Media turchi hanno riportato che gli 007 avrebbero rapito un nipote del religioso dissidente Fethullah Gülen in Kenya e lo avrebbero trasportato con la forza in Turchia. Citando “fonti governative”, l’agenzia di stampa statale turca Anadolu ha riferito che Selahaddin Gülen è stato “rimpatriato in modo forzato” in Turchia dall’estero da ufficiali dell’Organizzazione nazionale di intelligence, nota come MİT. Tuttavia non ha specificato quando o dove sia avvenuta la presunta operazione.
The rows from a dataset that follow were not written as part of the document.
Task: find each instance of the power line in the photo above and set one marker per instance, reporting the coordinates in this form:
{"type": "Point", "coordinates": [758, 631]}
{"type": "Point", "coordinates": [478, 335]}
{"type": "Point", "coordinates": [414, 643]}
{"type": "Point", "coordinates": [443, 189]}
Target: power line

Rapporti successivi hanno suggerito che la moglie di Selahaddin Gülen, Serriye Gülen, ha pubblicato un video sui social media in cui affermava che la coppia viveva a Nairobi, in Kenya, e che suo marito, insegnante di scuola, era scomparso il 3 maggio. Il presunto rapimento di Gülen è stato subito dopo confermato dai media collegati al movimento dei gulenisti.
Il movimento Gülen è composto da sostenitori del religioso musulmano Fethullah Gülen, che gestisce una rete globale di scuole, enti di beneficenza e imprese dalla sua casa negli Stati Uniti. Il governo turco ha designato il gruppo di Gülen un’organizzazione terroristica e sostiene che fosse dietro al fallito colpo di stato del 2016 contro il presidente della Turchia, Recep Tayyip Erdogan. Dopo il fallito colpo di stato, il governo ha licenziato o imprigionato oltre 200mila dipendenti governativi, che accusa di essere “gulenisti”. Il religioso, che vive nello stato americano della Pennsylvania, nega le accuse di Erdogan.
Non è chiaro se il nipote di Gülen sia stato rapito in un’operazione di copertura, o se sia stato consegnato al MİT dalle autorità keniane. Dal fallito colpo di stato del 2016 il governo turco ha fatto pressioni su numerosi paesi nelle Americhe, in Europa, in Asia e in Africa per arrestare ed estradare presunti gulenisti. Il Kenya ha finora rifiutato di intraprendere azioni contro individui e istituzioni che Ankara sostiene siano collegate al movimento Gülen.